Description of key information

AMES test (OECD 471, GLP): negative (CCR 651508, 1997; CCR 704428, 1998)

Chromosomal Abberation test (OECD 473, GLP): negative (RCC 597700; 1998)

Genetic toxicity in vivo

Description of key information

Unscheduled DNA Synthesis test (OECD 486, GLP): negative (Institut Pasteur De Lille FSR-IPL 040012; 2004)

Micronucleus test (OECD 474, GLP): negative (CIT 25608MAS; 2003)

Additional information

Mutagenicity in bacteria

Bemotrizinol was tested for its mutagenic potential based on the ability to induce point mutations in selected loci of several bacterial strains, i.e. Salmonella typhimurium and Escherichia coli, in two reverse mutation assays:

Study 1 (CCR 651508; 1997):

This study was performed to investigate the potential of Bemotrizinol to induce gene mutations using the Salmonella typhimurium strains TA 1535, TA 1537, TA 98, and TA 100. The test article was tested at the following concentrations: 33.3; 100.0; 333.3; 1000.0; 2500.0; and 5000.0 ug/plate. No substantial increase in revertant colony numbers of any of the four tester strains was observed following treatment with Bemotrizinol at any dose level, neither in the presence nor absence of metabolic activation (S9 mix). There was also no tendency of higher mutation rates with increasing concentrations in the range below the generally acknowledged border of biological relevance.

Study 2 (CCR 704428; 1998):

This study was performed to investigate the potential of Bemotrizinol to induce gene mutations using the Escherichia coli strain WP2 uvrA. The test article was tested at the following concentrations: 33; 100; 333; 1000; 2500; and 5000 ug/plate.
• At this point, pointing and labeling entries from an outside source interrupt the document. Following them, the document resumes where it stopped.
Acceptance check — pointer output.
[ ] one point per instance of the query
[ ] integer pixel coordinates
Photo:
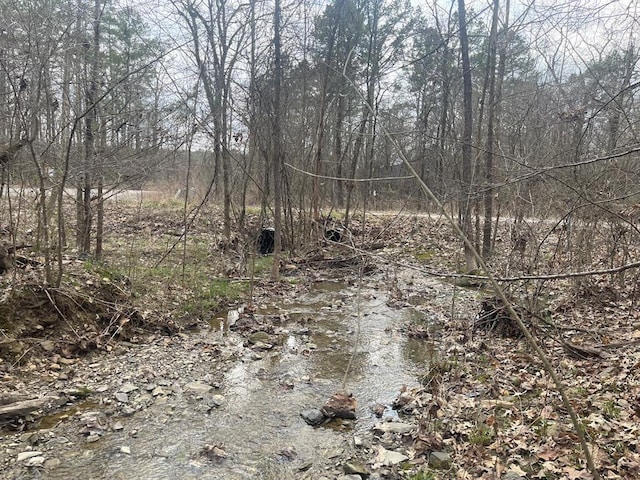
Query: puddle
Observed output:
(259, 425)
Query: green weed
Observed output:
(482, 435)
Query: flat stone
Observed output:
(312, 416)
(393, 427)
(30, 454)
(158, 391)
(389, 457)
(122, 397)
(259, 337)
(127, 388)
(34, 461)
(355, 468)
(128, 411)
(262, 346)
(511, 475)
(440, 460)
(198, 387)
(52, 463)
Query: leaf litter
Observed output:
(484, 401)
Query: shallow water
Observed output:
(259, 425)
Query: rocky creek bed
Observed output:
(225, 400)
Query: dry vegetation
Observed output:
(485, 397)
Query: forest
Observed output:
(146, 148)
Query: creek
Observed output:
(257, 430)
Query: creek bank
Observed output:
(226, 402)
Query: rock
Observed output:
(388, 457)
(312, 416)
(22, 456)
(128, 411)
(122, 397)
(51, 463)
(355, 468)
(393, 427)
(340, 405)
(259, 337)
(198, 387)
(511, 475)
(262, 346)
(34, 461)
(158, 391)
(127, 388)
(440, 460)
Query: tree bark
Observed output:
(466, 186)
(278, 169)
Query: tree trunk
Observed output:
(488, 191)
(277, 144)
(466, 186)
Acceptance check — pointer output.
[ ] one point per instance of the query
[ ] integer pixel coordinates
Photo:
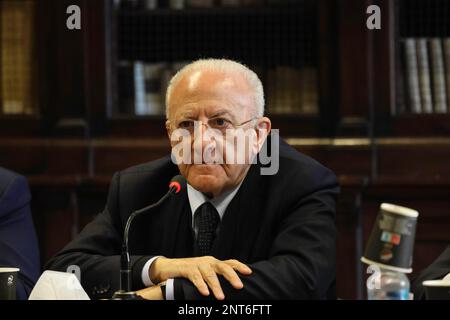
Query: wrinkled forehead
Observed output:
(201, 80)
(229, 87)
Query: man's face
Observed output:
(214, 98)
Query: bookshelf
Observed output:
(17, 49)
(279, 40)
(422, 64)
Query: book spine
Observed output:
(412, 75)
(424, 75)
(446, 42)
(437, 61)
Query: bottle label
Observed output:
(397, 295)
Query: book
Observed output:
(446, 44)
(309, 93)
(140, 106)
(412, 76)
(424, 75)
(125, 72)
(153, 80)
(438, 78)
(17, 57)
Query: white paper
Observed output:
(54, 285)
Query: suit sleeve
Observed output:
(437, 270)
(96, 251)
(18, 242)
(302, 257)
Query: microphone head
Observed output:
(177, 183)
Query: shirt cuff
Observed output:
(145, 272)
(170, 293)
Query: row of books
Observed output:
(292, 90)
(142, 88)
(16, 52)
(424, 81)
(182, 4)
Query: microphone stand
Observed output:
(125, 293)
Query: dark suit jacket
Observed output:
(18, 243)
(437, 270)
(282, 225)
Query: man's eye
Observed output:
(186, 124)
(220, 122)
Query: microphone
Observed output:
(125, 293)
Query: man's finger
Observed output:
(239, 266)
(229, 274)
(211, 279)
(197, 279)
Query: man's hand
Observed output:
(151, 293)
(201, 271)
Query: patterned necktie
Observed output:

No substantial increase in revertant colony numbers was observed following treatment with Bemotrizinol at any dose level, neither in the presence nor absence of metabolic activation (S9 mix). There was also no reproducible tendency of higher mutation rates with increasing concentrations in the range below the generally acknowledged border of biological relevance.
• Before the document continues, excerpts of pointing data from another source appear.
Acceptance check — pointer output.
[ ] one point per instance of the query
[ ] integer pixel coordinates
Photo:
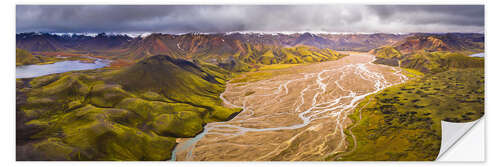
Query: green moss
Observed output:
(179, 124)
(404, 122)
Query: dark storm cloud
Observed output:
(224, 18)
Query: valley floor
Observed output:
(296, 113)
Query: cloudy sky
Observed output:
(227, 18)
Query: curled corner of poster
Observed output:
(451, 133)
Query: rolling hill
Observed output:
(130, 114)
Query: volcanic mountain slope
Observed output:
(404, 122)
(45, 42)
(24, 57)
(196, 45)
(433, 53)
(131, 114)
(230, 51)
(441, 42)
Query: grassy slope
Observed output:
(133, 114)
(404, 122)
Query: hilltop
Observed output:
(131, 114)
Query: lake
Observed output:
(30, 71)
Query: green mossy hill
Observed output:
(404, 122)
(387, 55)
(256, 56)
(132, 114)
(427, 62)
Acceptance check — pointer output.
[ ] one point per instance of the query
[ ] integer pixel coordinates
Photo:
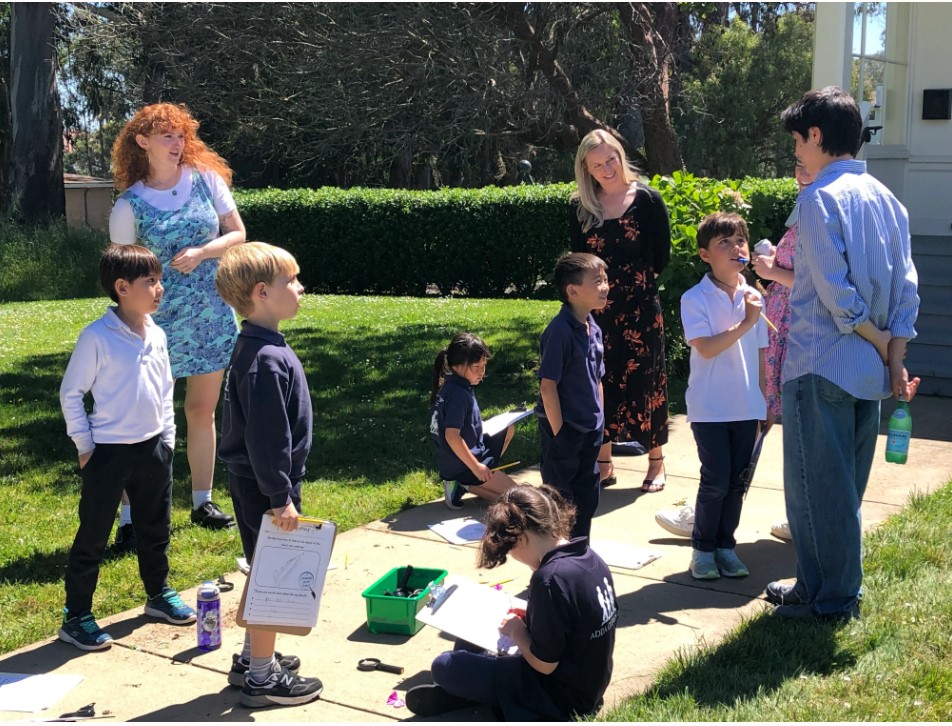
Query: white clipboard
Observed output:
(473, 613)
(283, 590)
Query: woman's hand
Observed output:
(188, 259)
(764, 266)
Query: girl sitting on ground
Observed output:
(464, 456)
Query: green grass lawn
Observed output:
(893, 665)
(369, 363)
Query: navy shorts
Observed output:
(250, 505)
(493, 454)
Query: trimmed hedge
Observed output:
(485, 242)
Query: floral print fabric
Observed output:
(201, 328)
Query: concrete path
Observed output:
(155, 673)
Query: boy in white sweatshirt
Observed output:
(124, 444)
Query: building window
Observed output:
(880, 77)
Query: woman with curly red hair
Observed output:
(175, 200)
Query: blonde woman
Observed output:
(615, 216)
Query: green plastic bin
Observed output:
(388, 614)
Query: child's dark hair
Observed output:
(834, 112)
(571, 269)
(126, 262)
(720, 224)
(464, 350)
(522, 509)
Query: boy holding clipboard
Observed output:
(266, 437)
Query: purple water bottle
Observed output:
(209, 616)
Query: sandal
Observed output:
(611, 478)
(657, 484)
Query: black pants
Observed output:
(144, 471)
(570, 464)
(724, 450)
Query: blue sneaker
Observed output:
(83, 632)
(453, 493)
(169, 606)
(703, 566)
(729, 563)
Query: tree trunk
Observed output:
(650, 30)
(37, 158)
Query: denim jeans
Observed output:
(828, 442)
(724, 449)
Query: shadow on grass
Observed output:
(759, 657)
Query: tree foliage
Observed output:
(739, 83)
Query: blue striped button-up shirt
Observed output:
(853, 263)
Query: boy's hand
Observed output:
(753, 306)
(482, 472)
(763, 265)
(286, 518)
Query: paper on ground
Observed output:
(502, 421)
(460, 531)
(26, 692)
(627, 557)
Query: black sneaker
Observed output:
(83, 632)
(283, 688)
(433, 700)
(236, 676)
(210, 516)
(125, 542)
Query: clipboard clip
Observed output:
(439, 595)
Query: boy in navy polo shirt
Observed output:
(571, 405)
(265, 440)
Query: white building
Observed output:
(909, 141)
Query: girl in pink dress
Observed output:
(778, 268)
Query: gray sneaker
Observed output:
(780, 594)
(703, 566)
(729, 563)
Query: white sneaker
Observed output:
(781, 530)
(679, 522)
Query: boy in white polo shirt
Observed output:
(725, 396)
(125, 443)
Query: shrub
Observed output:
(49, 262)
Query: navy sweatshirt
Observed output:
(267, 421)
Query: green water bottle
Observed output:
(898, 433)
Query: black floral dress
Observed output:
(635, 247)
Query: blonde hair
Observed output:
(590, 212)
(244, 266)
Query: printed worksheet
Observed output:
(287, 574)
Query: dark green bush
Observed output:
(484, 242)
(49, 262)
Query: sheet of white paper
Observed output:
(502, 421)
(287, 574)
(459, 531)
(31, 693)
(627, 557)
(473, 612)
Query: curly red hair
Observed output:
(129, 161)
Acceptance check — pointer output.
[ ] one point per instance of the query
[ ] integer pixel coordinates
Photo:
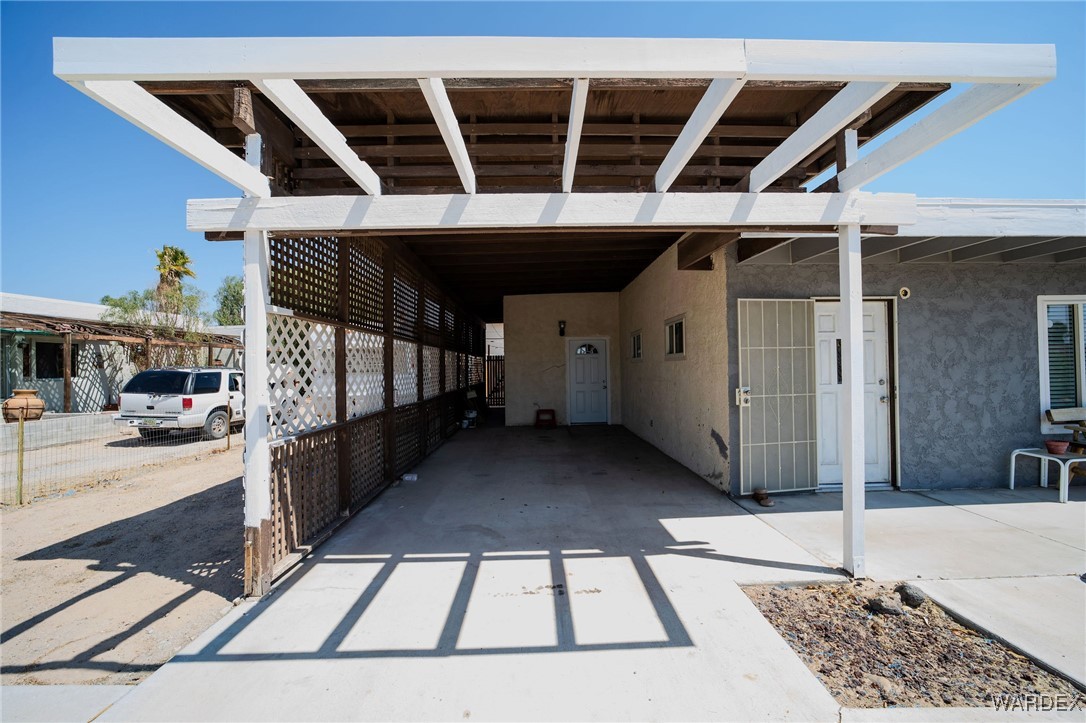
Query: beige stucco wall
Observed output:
(535, 354)
(680, 406)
In conclusion, it can be stated that during the described mutagenicity tests and under the experimental conditions reported, Bemotrizinol did not induce gene mutations by base pair changes or frameshifts in the genome of the strains used.
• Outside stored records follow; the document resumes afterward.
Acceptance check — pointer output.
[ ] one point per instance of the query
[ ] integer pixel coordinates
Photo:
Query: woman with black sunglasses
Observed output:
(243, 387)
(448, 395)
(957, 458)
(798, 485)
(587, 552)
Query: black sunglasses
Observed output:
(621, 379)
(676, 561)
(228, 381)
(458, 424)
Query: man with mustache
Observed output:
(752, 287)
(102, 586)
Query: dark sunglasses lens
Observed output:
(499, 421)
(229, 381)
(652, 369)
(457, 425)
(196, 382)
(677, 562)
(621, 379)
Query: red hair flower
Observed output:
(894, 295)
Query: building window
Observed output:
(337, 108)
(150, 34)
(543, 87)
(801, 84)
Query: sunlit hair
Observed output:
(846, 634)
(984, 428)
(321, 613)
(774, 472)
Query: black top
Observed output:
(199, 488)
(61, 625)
Therefore in a weight of evidence approach, Bemotrizinol is considered to be non-mutagenic in this Salmonella typhimurium reverse mutation assay.

 

Cytogenicity in mammalian cells

CA (in vitro):

In the chosen key study for cytogenicity in mammalian cells acc. to OECD TG 473, Bemotrizinol, dissolved in acetone, was assessed for its potential to induce structural chromosome aberrations in V79 cells of the Chinese hamster in two independent experiments (RCC 597700; 1998). The exposure period was 4 h with and without metabolic activation or 18 h and 28 h without S9 mix. In the cytogenetic experiments, Bemotrizinol concentrations within a range of 6.5 - 210 µg/ml (without S9 mix) and 3.3 - 210 µg/ml (with S9 mix) were applied for the investigation of the potential to induce cytogenetic damage. No biologically relevant increase in the number of cells carrying structural chromosomal aberrations was observed after treatment with Bemotrizinol. In addition, no increase in the frequencies of polyploid metaphases was found after treatment with Bemotrizinol as compared to the frequencies of the controls.

In conclusion, it can be stated that in the study described and under the experimental conditions reported, Bemotrizinol did not induce structural chromosome aberrations as determined by the chromosome aberration test in V79 cells (Chinese hamster cell line) in vitro. Therefore, Bemotrizinol is considered to be non-mutagenic in this chromosome aberration test.

 

 

Genetic toxicity in vivo

UDS (in vivo):

Bemotrizinol was investigated at a dose level of 1000 mg/kg bw and 2000 mg/kg bw and at two expression times (2 -4 hours and 12 -16 hours) in the in vivo unscheduled DNA Synthesis (UDS) test in hepatocytes from 3 male Fischer rats in a study performed in accordance with OECD TG 486 under GLP (Institut Pasteur De Lille FSR-IPL 040012; 2004). Bemotrizinol did not reveal any genotoxic activity under the test conditions and did not induce unscheduled DNA synthesis in hepatocytes.

 

MNT (in vivo):

The ability of Bemotrizinol to cause chromosomal damage in vivo was investigated in a OECD 474 micronucleus test (CIT 25608MAS; 2003). Dose-levels for treatment were selected on the basis of a preliminary toxicity test. Groups of 5 male and female Swiss mice were dosed twice intraperitoneally with vehicle only or with 500 mg/kg bw/ day 1000 mg/kg bw/ day and 2000 mg/kg bw/day Bemotrizinol. Cyclophosphamide served as positive control (oral, 50 mg/kg bw). The animals of the treated and vehicle control groups were killed 24 hours after the last treatment.  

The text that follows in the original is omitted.